Теперь он и сам стал обжигающим холодом дымом, струясь над низинами, вдоль перелесков, повисая клочками в колючках кустов и вновь завиваясь в единую прядь летящей поземкой. Как саван, полощущийся на ветру, как привидение в детских мультфильмах.
«Кто я? Откуда? Куда?..»
Строй накрахмаленных белых рубашечек, алые клинья шелка кровью стекают на грудь.
Когда это было? Когда?.. Промелькнуло — и опять чистый лист, пустая классная доска, еще чуть влажная и в жидких разводах мела.
«Холодок бежит за ворот…»
Но не забыла кожа счастливого озноба посвящений!
В мешанине электрических разрядов причудливо соединяются осколки видений и звуков. По канону гармонии, пробуждающей мир, по симпатической тяге, соединяющей скрижали и скрепы.
Белое к белому, алое к алому, рифма к рифме.
Куда исчез стриженый третьеклассник? И кто этот рыцарь в белом плаще с кровавым крестом на сердце? Как эхо, откликается: «Пионер — тамплиер».
Бархатное полотнище, склоненное к поцелую, с роковым знаком костра. Пять пламенеющих клиньев, и барабан звучит, как «Босеан».[9]
Чистый лист, стертая доска.
Только жгучая искра мерцает во мраке, словно Марс в великом противостоянии: алая пентаграмма на детской груди — символ молчания и колдовства. Кудрявая головка ангелочка в белом кружке.
Еще не прорезались рожки и три зловещие цифры не проступили сквозь рыжеватые завитки…
В волшебную ночь летнего солнцестояния, когда огненный цветок вспыхивает в перистом веере папоротника и открываются клады земли, некромант смыкает круги. Сколько достанет рука, острием меча обводит замкнутую границу, которую не смеют преступить духи и демоны.
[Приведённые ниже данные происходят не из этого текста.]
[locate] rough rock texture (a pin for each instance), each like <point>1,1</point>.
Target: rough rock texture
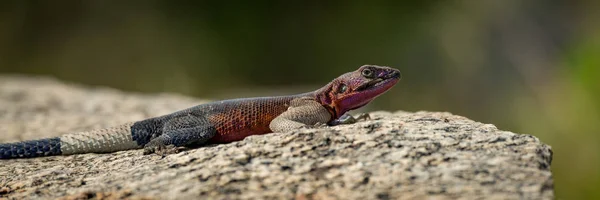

Затем прочерчивает внутреннюю окружность, разметив по сторонам света четыре имени Вездесущего, и рисует пентаграмму внутри.
Четыре ветра, четыре огня, чаша с вином, «Книга Теней». И выходят на зов мертвецы из могил. И открывают, послушные воле теурга, свои страшные тайны.
— Кто ты, дух? Назови свое имя!
— Венцеслав граф Йорга, барон Латоес. Зачем позвал меня, властелин?
— Где ты был, Латоес?
— Не помню.
— С кем говорил?
— Не знаю. Верни мою память, Губитель Душ. Хоть на мгновение верни перед вечным забвением.
— Ты скверно выглядишь, кадавр. Приникни к источнику жизни и подкрепи угасшие силы.
— Я не хочу крови, всадник Аполлион.
— Чего же хочешь ты в эту ночь искупления?
— Отпусти меня. Дай мне вспомнить себя, Аполлон Ионович.
— Сам не знаешь, что говоришь, бедный мой Венцеслав. Ну какой я тебе Аполлон да еще Ионович?
— Плохо мне.
— А все потому, что качаешься над пропастью. Либо быстрее иди вперед, либо падай. Возвратиться назад невозможно. Ты отдал ложную память, фрайхер, но не до конца. Остались крупицы, они-то и причиняют тебе мучения. Сделай последнее усилие, освободись и увидишь, как тебе сразу полегчает. Придет безмятежный покой, исчезнут желания — источник страданий, а служба пойдет исправно. Только так и можно обрести память истинную, нетленную. Начнем все сызнова: кто ты, неприкаянный дух?